Which hierarchical model should I use? Neighborhood Nested or Enumerated?

I have a table that contains the location of all the geographic locations in the world and their relationships.

Here is an example showing a hierarchy. You will see that the data is actually stored as all three

  • Enumerated path
  • Contact List
  • Nested set

Data, obviously, never changes. The following is an example of the direct ancestors of Brighton's location in England, which has a density of 13911.

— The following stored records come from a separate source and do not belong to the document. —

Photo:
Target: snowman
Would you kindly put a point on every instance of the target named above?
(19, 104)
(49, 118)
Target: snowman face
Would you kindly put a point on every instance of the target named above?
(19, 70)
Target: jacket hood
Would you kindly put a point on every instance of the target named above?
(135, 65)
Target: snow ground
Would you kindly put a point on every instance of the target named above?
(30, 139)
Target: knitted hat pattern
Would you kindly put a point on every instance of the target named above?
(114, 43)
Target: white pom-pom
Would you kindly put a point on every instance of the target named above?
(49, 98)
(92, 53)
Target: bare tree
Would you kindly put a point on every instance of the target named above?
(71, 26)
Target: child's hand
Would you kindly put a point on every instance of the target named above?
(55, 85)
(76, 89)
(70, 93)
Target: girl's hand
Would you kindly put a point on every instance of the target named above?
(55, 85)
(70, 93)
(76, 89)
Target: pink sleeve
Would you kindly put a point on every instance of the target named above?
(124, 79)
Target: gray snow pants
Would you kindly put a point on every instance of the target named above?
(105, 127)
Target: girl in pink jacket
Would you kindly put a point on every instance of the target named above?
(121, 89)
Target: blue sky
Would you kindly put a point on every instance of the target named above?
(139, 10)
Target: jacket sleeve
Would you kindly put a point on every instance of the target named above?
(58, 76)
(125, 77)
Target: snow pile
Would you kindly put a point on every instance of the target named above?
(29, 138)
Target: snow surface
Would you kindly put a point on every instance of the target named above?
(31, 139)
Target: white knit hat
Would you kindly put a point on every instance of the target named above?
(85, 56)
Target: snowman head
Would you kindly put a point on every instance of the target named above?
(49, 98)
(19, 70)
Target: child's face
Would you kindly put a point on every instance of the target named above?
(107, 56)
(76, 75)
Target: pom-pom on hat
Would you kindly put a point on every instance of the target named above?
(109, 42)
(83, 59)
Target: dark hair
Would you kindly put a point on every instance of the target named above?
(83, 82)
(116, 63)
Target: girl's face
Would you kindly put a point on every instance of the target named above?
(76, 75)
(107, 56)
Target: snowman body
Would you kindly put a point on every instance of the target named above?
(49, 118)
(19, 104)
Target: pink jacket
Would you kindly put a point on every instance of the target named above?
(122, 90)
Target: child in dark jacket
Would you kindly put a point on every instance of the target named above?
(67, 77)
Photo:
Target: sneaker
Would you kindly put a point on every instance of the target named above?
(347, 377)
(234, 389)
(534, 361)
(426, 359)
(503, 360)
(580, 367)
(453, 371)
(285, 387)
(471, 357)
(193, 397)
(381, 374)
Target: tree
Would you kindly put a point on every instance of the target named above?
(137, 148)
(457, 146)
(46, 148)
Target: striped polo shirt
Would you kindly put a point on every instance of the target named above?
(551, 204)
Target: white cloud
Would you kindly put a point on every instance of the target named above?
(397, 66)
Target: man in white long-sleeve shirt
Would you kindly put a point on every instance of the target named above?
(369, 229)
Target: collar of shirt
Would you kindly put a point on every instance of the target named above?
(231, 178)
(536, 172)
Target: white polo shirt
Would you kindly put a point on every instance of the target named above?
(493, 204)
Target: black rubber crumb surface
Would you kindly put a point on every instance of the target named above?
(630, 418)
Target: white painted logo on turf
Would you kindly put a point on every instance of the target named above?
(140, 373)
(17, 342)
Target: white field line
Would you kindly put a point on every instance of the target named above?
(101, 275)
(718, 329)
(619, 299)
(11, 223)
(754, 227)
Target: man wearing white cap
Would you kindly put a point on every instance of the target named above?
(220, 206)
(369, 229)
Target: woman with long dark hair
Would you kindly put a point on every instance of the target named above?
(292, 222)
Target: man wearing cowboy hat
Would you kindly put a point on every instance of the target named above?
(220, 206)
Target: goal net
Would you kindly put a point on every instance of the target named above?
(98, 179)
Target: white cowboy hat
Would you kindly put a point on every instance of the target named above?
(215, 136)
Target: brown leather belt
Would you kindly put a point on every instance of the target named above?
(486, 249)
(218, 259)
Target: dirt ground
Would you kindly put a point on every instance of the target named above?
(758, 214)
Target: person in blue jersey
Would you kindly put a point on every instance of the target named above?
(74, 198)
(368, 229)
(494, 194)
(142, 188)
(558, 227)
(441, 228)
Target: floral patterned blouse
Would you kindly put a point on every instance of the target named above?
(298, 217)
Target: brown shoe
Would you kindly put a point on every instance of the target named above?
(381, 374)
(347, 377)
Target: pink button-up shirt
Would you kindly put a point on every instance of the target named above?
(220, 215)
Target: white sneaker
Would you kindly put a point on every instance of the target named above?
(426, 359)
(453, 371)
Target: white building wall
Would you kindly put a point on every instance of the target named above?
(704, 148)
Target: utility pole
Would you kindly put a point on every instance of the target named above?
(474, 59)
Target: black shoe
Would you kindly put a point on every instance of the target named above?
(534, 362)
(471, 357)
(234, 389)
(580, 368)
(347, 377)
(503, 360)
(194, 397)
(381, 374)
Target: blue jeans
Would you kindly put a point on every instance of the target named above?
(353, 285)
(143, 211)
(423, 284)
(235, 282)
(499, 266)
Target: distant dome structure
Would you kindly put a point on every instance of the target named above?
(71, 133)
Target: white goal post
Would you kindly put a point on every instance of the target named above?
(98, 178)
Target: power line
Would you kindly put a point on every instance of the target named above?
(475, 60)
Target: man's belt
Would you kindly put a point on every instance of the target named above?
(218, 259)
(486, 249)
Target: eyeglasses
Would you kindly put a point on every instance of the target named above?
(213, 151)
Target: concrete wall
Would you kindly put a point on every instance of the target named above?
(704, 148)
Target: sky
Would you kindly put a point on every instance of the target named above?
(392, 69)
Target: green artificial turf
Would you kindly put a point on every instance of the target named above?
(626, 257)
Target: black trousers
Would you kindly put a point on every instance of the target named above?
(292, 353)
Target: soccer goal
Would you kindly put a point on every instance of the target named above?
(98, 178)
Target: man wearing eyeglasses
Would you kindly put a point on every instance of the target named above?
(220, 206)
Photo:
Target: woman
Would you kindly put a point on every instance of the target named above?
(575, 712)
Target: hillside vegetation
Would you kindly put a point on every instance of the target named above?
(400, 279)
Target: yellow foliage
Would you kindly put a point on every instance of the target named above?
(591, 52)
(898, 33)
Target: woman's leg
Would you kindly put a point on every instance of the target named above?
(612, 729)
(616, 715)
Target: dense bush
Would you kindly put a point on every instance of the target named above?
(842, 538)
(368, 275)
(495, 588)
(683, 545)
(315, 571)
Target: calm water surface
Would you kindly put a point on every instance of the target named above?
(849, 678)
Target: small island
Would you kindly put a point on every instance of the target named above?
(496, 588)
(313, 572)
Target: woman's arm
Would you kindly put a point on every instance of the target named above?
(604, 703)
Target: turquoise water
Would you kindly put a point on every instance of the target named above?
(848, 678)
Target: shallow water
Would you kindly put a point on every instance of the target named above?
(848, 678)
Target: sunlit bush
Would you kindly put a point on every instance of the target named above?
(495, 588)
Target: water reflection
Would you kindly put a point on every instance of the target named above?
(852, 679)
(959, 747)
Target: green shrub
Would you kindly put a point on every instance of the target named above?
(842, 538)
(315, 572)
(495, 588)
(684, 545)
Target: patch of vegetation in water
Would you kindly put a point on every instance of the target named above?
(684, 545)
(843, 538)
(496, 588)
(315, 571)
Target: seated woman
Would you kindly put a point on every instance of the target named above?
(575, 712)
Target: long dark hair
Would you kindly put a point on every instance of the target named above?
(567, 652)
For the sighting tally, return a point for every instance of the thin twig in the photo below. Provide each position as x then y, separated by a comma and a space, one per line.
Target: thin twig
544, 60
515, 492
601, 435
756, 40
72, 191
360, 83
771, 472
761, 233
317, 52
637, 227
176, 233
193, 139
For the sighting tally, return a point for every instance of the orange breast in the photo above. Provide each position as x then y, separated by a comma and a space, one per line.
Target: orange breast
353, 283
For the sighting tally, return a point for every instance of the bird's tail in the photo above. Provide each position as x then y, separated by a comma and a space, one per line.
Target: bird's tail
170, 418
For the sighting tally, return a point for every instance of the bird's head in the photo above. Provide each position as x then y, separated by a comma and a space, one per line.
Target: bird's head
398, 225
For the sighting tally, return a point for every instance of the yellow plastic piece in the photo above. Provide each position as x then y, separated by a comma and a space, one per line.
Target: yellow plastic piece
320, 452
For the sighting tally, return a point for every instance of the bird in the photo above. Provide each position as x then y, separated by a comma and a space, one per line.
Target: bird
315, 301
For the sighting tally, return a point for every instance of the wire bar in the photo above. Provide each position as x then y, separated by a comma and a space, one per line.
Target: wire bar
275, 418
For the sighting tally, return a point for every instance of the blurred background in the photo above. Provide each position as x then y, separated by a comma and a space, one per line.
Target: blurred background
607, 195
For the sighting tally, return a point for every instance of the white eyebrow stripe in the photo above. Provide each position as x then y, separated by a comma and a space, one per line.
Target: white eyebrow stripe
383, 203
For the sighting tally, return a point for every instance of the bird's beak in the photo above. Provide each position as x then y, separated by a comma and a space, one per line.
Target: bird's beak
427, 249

Table: geoplanet_places (has 5.6 million rows) Ancestors Large Image: http://tinyurl.com/68q4ndx

Then I have another table called entities . This table stores my objects, which I would like to compare with the geographical location. I store some basic information, but most importantly I store woeid , which is the foreign key from geoplanet_places . enter image description here

Ultimately, the entities table will contain several thousand objects. And I would like to be able to return a complete tree of all nodes that contain objects.

I plan to create something that will make it easier to filter and search for objects based on their geographic location and be able to find out how many objects can be found on this particular node.

So, if I have only one entity in my entities table, I might have something like this

`Earth (1)

United Kingdom (1)

England (1)

East Sussex (1)

Brighton and Hove City (1)

Brighton (1) `

Lets then say that I have another entity that is in Devon, then it will show something like:

Earth (2)

United Kingom (2)

England (2)

Devon (1)

East Sussex (1) ... etc.

(Graphs) that will say how many objects β€œinside” each geographic location do not need to live. I can live by creating my object every hour and caching it.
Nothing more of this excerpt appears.